The court first found that the fact that the illegal activity Zulfer refused to participate in and ultimately reported was never actually carried out was not fatal to Zulfer’s claim. The court found that reporting an attempt to commit a SOX violation still constituted protected activity under SOX’s Section 806, which prohibits employer retaliation against financial whistleblowers.
The court next rejected Playboy’s argument that Zulfer did not successfully allege a SOX violation because she failed to allege scienter on the part of Pachler or Flanders. Noting that SOX protects employees from retaliation for reporting violations of “any rule of regulation of the SEC,” the court found that Zulfer successfully alleged SOX protected activity by reporting Playboy’s attempts to circumvent internal accounting controls in violation of 15 U.S.C. § 78m(b)(5).

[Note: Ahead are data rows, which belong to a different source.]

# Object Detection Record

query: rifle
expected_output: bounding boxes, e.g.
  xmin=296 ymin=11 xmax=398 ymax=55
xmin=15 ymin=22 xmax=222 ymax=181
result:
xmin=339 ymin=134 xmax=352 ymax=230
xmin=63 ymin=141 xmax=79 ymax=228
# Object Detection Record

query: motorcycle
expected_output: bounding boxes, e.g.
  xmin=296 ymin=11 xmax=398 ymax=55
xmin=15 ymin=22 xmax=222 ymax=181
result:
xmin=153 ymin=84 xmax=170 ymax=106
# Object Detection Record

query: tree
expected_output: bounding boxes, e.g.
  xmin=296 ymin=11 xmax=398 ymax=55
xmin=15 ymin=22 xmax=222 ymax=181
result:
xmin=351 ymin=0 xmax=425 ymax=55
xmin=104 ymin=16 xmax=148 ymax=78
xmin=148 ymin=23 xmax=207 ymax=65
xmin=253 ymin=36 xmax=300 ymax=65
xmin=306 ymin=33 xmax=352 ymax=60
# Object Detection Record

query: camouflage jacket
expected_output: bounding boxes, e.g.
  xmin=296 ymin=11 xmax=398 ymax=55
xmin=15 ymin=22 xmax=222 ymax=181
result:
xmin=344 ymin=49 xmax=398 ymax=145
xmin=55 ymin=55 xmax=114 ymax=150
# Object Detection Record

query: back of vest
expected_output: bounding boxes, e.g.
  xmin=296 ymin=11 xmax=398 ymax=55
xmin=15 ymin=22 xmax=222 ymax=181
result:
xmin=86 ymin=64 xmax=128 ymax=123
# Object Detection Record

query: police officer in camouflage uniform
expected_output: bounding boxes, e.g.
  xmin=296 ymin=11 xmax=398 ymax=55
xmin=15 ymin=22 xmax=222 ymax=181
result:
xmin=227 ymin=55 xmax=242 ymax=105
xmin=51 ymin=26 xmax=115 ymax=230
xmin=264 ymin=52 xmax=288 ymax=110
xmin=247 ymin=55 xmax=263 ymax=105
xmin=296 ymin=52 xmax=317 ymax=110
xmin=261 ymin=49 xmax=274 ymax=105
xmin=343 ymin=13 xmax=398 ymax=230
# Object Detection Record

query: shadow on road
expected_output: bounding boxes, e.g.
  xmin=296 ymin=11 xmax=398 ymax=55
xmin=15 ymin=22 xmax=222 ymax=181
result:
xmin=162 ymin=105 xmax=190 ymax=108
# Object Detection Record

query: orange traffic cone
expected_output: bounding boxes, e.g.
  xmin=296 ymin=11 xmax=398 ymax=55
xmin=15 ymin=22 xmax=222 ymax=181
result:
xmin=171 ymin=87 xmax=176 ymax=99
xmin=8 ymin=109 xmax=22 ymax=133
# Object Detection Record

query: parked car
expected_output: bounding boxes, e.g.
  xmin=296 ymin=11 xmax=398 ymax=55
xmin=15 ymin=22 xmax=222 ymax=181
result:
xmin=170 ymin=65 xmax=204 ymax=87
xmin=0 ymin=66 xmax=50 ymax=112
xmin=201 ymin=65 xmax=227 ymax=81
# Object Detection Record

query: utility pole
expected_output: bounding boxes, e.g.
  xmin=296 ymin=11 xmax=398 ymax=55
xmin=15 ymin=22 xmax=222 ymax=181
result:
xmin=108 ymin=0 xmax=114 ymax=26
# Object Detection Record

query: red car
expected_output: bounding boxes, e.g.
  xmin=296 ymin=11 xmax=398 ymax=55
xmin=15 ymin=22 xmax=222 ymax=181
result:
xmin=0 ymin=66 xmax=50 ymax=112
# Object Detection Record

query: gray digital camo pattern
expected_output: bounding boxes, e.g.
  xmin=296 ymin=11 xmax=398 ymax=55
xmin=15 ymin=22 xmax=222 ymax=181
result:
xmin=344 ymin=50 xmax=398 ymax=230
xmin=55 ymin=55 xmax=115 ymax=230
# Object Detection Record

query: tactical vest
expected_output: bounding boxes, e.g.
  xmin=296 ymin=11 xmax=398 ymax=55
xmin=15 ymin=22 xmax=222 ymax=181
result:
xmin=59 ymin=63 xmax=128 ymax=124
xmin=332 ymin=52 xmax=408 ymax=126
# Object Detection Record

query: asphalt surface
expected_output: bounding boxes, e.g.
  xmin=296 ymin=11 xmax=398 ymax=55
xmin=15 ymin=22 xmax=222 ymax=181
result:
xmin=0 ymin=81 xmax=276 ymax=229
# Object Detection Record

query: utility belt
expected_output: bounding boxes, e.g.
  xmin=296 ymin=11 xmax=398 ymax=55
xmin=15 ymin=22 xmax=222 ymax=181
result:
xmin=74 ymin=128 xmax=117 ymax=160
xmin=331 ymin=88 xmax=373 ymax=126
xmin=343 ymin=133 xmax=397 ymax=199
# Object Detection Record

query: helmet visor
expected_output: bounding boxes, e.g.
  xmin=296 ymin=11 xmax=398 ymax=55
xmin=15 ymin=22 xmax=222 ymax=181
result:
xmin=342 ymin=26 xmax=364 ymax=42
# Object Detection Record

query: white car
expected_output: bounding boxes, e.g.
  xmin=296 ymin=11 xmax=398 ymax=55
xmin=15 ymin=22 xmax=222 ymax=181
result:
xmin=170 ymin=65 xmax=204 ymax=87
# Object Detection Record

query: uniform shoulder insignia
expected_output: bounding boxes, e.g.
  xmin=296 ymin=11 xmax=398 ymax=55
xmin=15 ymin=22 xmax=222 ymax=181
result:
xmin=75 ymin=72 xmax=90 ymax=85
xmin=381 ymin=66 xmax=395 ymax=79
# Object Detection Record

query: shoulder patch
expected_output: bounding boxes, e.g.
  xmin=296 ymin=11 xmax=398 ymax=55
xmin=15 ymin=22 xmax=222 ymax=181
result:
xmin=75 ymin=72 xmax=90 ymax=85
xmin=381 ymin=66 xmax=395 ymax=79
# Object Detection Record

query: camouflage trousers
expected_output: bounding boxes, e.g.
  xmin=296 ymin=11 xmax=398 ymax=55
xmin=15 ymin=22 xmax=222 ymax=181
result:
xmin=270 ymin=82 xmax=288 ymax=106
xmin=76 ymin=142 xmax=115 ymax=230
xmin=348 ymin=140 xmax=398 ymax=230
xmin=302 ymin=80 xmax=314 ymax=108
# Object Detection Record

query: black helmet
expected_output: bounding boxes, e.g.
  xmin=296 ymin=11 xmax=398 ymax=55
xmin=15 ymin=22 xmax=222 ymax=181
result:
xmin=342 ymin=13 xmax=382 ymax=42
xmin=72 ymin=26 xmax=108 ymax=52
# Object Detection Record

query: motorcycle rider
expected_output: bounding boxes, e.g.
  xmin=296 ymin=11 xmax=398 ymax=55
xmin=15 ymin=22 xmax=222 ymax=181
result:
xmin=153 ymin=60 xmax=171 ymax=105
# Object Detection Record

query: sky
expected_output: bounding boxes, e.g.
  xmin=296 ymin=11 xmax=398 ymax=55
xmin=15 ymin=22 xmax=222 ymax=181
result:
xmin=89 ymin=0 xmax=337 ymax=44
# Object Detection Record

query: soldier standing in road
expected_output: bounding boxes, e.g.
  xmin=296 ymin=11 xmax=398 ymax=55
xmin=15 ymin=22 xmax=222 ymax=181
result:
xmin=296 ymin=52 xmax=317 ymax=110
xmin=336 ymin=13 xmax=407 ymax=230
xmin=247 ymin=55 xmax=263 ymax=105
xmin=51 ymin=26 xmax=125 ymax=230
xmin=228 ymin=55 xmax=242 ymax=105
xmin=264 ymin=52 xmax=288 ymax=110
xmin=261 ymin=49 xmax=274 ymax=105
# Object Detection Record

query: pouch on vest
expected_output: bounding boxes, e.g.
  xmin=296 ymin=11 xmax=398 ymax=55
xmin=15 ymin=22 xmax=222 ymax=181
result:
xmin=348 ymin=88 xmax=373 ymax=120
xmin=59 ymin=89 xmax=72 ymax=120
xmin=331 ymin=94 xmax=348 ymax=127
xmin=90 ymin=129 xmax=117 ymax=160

Unfortunately, constrained by the Ninth Circuit’s 2009 decision in Van Asdale v. Int’l Game Tech., the court did dismiss the portion of Zulfer’s complaint that alleged that Playboy had engaged in shareholder fraud. In Van Asdale, the Ninth Circuit held that “[t]o have an objectively reasonable belief there has been shareholder fraud, the complaining employee’s theory of such fraud must at least approximate the basic elements of a claim of securities fraud.” The court defined those elements as “(1) a material misrepresentation or omission of fact, (2) scienter, (3) connected to the purchase or sale of a security, (4) transaction and loss causation, and (5) economic loss.” In this case, the court determined that because Zulfer failed to allege that the bonus accrual “would have led to the inclusion of the bonuses in published financial statements disseminated to shareholders prior to Board approval of the bonuses,” Zulfer had failed to allege a misrepresentation to shareholders. The court further determined that Zulfer had failed to allege scienter. Accordingly, while Zulfer’s SOX retaliation claim will survive, it will be constrained confined to her allegations of violations of SEC rules and regulations.

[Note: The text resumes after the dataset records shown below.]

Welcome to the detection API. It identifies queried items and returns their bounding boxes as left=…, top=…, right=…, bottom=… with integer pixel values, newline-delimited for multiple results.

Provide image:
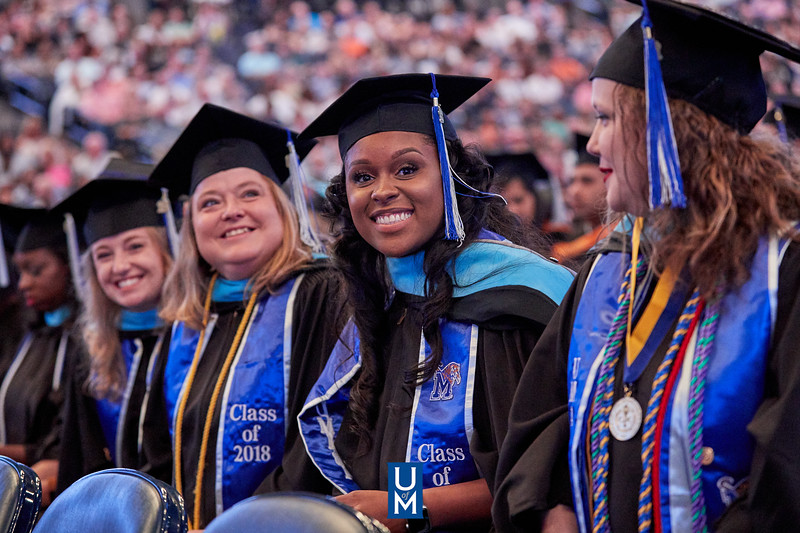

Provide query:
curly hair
left=78, top=227, right=172, bottom=401
left=324, top=136, right=544, bottom=452
left=159, top=175, right=312, bottom=329
left=614, top=84, right=800, bottom=298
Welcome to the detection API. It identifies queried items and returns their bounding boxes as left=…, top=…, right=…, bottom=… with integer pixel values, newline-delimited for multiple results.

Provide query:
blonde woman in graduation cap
left=494, top=0, right=800, bottom=533
left=300, top=74, right=572, bottom=531
left=46, top=159, right=172, bottom=492
left=145, top=104, right=345, bottom=529
left=0, top=204, right=80, bottom=501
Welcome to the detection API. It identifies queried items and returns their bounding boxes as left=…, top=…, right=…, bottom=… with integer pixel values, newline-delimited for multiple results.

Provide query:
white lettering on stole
left=228, top=403, right=278, bottom=463
left=417, top=444, right=467, bottom=487
left=417, top=444, right=466, bottom=463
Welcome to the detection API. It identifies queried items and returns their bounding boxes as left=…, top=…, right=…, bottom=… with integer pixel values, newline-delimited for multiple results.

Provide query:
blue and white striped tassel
left=286, top=130, right=325, bottom=254
left=156, top=187, right=179, bottom=257
left=642, top=0, right=686, bottom=209
left=773, top=104, right=789, bottom=144
left=64, top=213, right=86, bottom=301
left=0, top=228, right=11, bottom=289
left=431, top=73, right=466, bottom=243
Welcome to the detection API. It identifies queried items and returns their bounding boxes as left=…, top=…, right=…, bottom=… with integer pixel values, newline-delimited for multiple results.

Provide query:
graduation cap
left=300, top=74, right=498, bottom=241
left=150, top=104, right=316, bottom=197
left=764, top=95, right=800, bottom=142
left=575, top=133, right=600, bottom=166
left=52, top=158, right=169, bottom=298
left=486, top=152, right=550, bottom=189
left=590, top=0, right=800, bottom=207
left=0, top=204, right=67, bottom=287
left=54, top=170, right=165, bottom=246
left=150, top=104, right=323, bottom=252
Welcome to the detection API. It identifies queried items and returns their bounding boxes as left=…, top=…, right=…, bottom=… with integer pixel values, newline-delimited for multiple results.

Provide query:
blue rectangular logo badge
left=388, top=463, right=422, bottom=518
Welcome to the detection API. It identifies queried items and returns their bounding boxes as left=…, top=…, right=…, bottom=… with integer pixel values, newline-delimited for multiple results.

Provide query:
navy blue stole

While the district court in this case had little choice but to apply precedent from the Ninth Circuit, we hope that the Ninth Circuit will soon join the Third Circuit in doing away with the requirement that a plaintiff’s protected reporting activity must “approximate the basic elements of a claim of securities fraud.” In its March 2013 decision in Wiest v. Lynch, the Third Circuit adopted the 2011 decision by the Administrative Review Board (“ARB”) of the Department of Labor in Sylvester v. Paraxel, in which the ARB held that although “[s]ome courts have misinterpreted [Platone’s] analysis as a requirement that SOX complainants must allege elements of a securities fraud claim for protection . . . a complainant can engage in protected activity under Section 806 even if he or she fails to allege or prove materiality, scienter, reliance, economic loss, or loss causation.” The Third Circuit found the ARB’s interpretation to be reasonable because “there is nothing in the statutory text that suggests that a complainant’s communications must assert the elements of fraud in order to express a reasonable belief that his or her employer is violating a provision listed in Section 806.”